Uno de los diarios más prestigiosos de Europa, el ABC de España, publicó un artículo en el que da detalles de la vida del dictador venezolano, Nicolás Maduro, en el Centro Metropolitano de Detención de Brooklyn, el MDC, donde se encuentra detenido a la espera de un juicio.
El líder chavista se encuentra recluido en la prisión de máxima seguridad, que es llamada también el ‘infierno en la tierra’, la cual ha albergado a altos perfiles como Sean ‘Diddy’ Combs; Ghislaine Maxwell, pareja de Jeffrey Epstein; el expresidente hondureño Juan Orlando Hernández; e incluso Hugo ‘el Pollo’ Carvajal, exmilitar venezolano.

El diario ABC pudo conocer detalles inéditos del día a día de Maduro en el centro de detención en el que su celda consiste en un recinto muy limitado, de aproximadamente tres metros de longitud por dos de ancho.
En su interior solo hay mobiliario básico: una litera de metal, un inodoro, un pequeño lavamanos y una ventana angosta por la que entra muy poca iluminación natural.

Las personas recluidas en la SHU tienen permitido abandonar la celda únicamente tres veces a la semana, y siempre durante periodos de una hora. Cuando salen, deben hacerlo con esposas y grilletes, acompañados permanentemente por dos funcionarios de seguridad.
Durante ese breve intervalo pueden asearse en las duchas, realizar llamadas telefónicas —con un límite mensual—, consultar el correo electrónico bajo supervisión o permanecer unos minutos en un reducido patio exterior rodeado de rejas.

Según personas fuentes consultadas por ABC de España, Maduro habría sido trasladado a la Unidad de Alojamiento Especial, conocida por sus siglas en inglés como SHU, un sector destinado al aislamiento individual dentro de la prisión.
El testimonio sobre los gritos de Maduro fue expuesto por el abogado de uno de los reclusos, también de origen venezolano, que se encuentra en un área cercana a la celda del dictador.

Según las fuentes conocidas por el ABC, los gritos de Maduro se escuchan a altas horas de la noche, en la que dice: “¡Yo soy el presidente de Venezuela!, ¡Díganle a mi país que he sido secuestrado, que aquí se nos maltrata!”.
Finalmente, el diario español hace énfasis en el expediente de Maduro, en el que también registra un aspecto adicional: el estado de salud.
Durante la audiencia inicial, su defensor comunicó al juez que existían determinadas condiciones médicas que necesitaban ser atendidas.
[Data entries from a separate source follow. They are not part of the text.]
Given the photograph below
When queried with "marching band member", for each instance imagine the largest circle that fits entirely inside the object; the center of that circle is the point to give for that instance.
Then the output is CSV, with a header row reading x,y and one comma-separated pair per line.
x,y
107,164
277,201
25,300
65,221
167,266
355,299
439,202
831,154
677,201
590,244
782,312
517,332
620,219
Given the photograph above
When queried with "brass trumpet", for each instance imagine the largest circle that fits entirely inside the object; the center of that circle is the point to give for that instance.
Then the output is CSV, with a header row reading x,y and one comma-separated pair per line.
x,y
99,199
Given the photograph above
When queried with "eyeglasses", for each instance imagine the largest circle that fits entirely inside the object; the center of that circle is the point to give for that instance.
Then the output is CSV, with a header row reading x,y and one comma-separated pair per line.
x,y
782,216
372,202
Según el texto, se solicitó permiso para gestionar el formulario correspondiente y así asegurar que pudiera recibir la atención sanitaria apropiada mientras permaneciera en prisión preventiva. Sin embargo, las afecciones concretas no fueron especificadas. Ante esta situación, el juez dispuso que el trámite se coordinara con la Fiscalía.